Charlottes FerienKuchen im ParadiesGartenleiden – GartenfreudenGlück im WinkelAm Weihnachtsabend kam alles andersEin Sommer mit DanielaEinfälle zu meinem BerufStatt einer WeihnachtsgeschichteEin nicht rempelnder RoboterDie Sache mit der AnzeigeNichts als BriefeMiss Emilys neuer ChauffeurTagebuch eines KidnappersDas Mädchen mit den grünen Augen

Charlottes Ferien

Seit drei Monaten wohne ich im Haus meines Vaters. Meine drei älteren Brüder, die nicht nur über mein, sondern auch über Vaters Schicksal bestimmen wollen, fanden es schon lange sinnlos, daß Vater allein in einem Haus lebt, in dem für mich reichlich Platz ist. Und warum soll ich Miete zahlen, wenn ich bei Vater schöner und bequemer wohnen kann? Daß ich lieber allein lebe, halten sie für unwichtig; daß Vater nicht mehr allein lebt, ist ihr eigentliches Ziel, bloß sagen sie es nicht laut. Bei ihren Überlegungen war nur ich anwesend. Meine drei netten und vernünftigen Schwägerinnen werden zum engsten Familienrat nicht zugezogen. Vor Vater haben die drei Brüder Gott sei Dank Respekt. Sie halten es für bequemer, ihn mit ihren Entschlüssen zu überrumpeln.

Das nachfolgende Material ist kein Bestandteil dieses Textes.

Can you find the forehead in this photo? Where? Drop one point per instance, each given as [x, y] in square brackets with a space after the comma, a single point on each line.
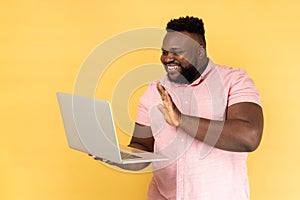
[178, 40]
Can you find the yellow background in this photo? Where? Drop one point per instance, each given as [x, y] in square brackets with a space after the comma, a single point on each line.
[43, 43]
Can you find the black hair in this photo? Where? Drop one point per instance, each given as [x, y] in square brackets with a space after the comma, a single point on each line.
[188, 24]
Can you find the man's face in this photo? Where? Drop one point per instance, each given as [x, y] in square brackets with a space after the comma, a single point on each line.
[181, 56]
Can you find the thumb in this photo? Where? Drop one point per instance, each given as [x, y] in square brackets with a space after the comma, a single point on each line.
[161, 108]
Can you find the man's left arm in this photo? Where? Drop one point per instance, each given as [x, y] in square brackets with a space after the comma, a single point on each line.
[240, 132]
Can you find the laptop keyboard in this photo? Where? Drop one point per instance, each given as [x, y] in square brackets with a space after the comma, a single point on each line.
[125, 155]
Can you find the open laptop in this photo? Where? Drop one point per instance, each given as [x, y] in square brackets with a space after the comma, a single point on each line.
[89, 128]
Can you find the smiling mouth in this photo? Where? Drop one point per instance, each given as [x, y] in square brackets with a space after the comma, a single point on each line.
[172, 68]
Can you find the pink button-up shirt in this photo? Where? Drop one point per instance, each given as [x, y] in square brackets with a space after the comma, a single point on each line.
[196, 170]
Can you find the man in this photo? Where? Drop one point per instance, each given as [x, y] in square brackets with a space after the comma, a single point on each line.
[212, 118]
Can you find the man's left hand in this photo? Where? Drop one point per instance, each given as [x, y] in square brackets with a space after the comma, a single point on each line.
[171, 113]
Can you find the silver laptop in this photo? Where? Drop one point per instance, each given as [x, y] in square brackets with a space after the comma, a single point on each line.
[89, 128]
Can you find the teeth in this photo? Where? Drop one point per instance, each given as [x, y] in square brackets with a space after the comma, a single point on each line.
[172, 67]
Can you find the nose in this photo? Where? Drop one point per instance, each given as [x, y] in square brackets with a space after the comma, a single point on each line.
[169, 57]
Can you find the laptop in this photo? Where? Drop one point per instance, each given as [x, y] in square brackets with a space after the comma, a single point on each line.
[89, 128]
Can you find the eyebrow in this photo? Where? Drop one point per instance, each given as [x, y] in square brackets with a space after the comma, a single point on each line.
[172, 49]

«Du bist schon dreißig», sagt Julius, und: «Du wirst vermutlich nicht mehr heiraten», Werner. Richard ist nur zwei Jahre älter als ich, aber er behandelt mich wie ein kleines Kind. «Wenn du zu Vater ziehst, seid ihr beide gut versorgt.» Früher hätte ich ihn dafür getreten, aber das geht nun nicht mehr.

«Was ist, wenn Vater nicht will?» fragte ich sie. «Er ist erst 68; und er hat seit einiger Zeit eine neue Witwe, die sehr nett ist.»

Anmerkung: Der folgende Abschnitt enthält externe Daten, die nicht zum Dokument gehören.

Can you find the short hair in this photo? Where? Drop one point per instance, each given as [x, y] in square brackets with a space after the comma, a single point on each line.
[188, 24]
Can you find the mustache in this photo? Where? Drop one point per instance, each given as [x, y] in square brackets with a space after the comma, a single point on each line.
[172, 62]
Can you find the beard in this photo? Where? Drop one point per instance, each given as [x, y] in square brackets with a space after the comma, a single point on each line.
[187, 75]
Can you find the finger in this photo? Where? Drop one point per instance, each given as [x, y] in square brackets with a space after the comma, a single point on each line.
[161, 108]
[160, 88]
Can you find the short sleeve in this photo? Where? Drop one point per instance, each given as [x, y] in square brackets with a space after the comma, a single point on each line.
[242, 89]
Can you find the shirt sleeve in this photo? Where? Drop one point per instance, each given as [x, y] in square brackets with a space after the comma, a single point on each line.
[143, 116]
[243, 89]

«Eben! Wenn du bei ihm wohnst, hört das Witwenunwesen vielleicht auf.» Julius ist es etwas peinlich, daß Vater kein der Welt entrückter Greis ist, sondern gern freundliche weibliche Wesen um sich hat. Dabei könnte er sich daran gewöhnt haben. Vater ist seit zwanzig Jahren Witwer; er hat uns mit einem steten Strom von Hausdamen großgezogen, die immer dann wechselten, wenn sie endgültig erkannten, daß er sie nicht heiraten wollte. Später, als wir alle erwachsen waren und aus dem Haus gingen, traten an ihre Stelle die Witwen, die er auch nicht heiraten will.

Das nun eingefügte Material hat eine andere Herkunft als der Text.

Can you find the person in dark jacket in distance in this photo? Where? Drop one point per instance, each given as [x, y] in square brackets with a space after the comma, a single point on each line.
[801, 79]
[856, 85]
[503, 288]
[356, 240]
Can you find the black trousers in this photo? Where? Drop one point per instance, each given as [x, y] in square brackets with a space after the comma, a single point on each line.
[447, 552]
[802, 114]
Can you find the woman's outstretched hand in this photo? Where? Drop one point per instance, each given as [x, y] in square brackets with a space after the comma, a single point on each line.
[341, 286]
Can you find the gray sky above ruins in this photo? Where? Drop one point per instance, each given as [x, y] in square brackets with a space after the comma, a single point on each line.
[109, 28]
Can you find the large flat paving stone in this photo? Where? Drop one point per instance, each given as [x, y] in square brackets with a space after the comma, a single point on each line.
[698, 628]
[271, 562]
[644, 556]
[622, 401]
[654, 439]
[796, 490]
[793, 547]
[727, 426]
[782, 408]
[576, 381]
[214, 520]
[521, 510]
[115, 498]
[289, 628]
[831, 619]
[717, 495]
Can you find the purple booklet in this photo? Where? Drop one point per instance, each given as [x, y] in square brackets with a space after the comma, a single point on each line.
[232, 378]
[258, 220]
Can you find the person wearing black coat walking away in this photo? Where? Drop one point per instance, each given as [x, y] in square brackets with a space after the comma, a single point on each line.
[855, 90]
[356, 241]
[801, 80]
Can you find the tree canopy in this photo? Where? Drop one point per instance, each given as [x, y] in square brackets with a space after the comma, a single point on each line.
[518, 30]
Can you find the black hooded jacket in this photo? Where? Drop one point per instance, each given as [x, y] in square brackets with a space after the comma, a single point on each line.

Jetzt wohne ich bei ihm. Es geht viel besser, als ich anfangs dachte. Ich bin Chemikerin in einer pharmazeutischen Fabrik. Vater ist Architekt, hat sich aus seinem Büro zurückgezogen, arbeitet aber noch viel zu Hause. Wir sehen uns erst nachmittags, weil ich morgens früh aufstehe, allein frühstücke und im Betrieb in der Kantine esse. Wenn ich nachmittags zurückkomme, ist Vater meistens da. Wir trinken dann Kaffee. Wenn Elisabeth, die gerade amtierende Witwe, zu Besuch ist, sitzen wir mit ihr zusammen. Vater hat den linken Flügel des Hauses für sich, ich den rechten. In der Mitte sind das große Wohnzimmer, das Eßzimmer und die Küche. Sommers leben wir auf der Terrasse oder im Garten, den wir beide beackern. Wir sind leidenschaftliche, aber nicht sonderlich begabte Gärtner.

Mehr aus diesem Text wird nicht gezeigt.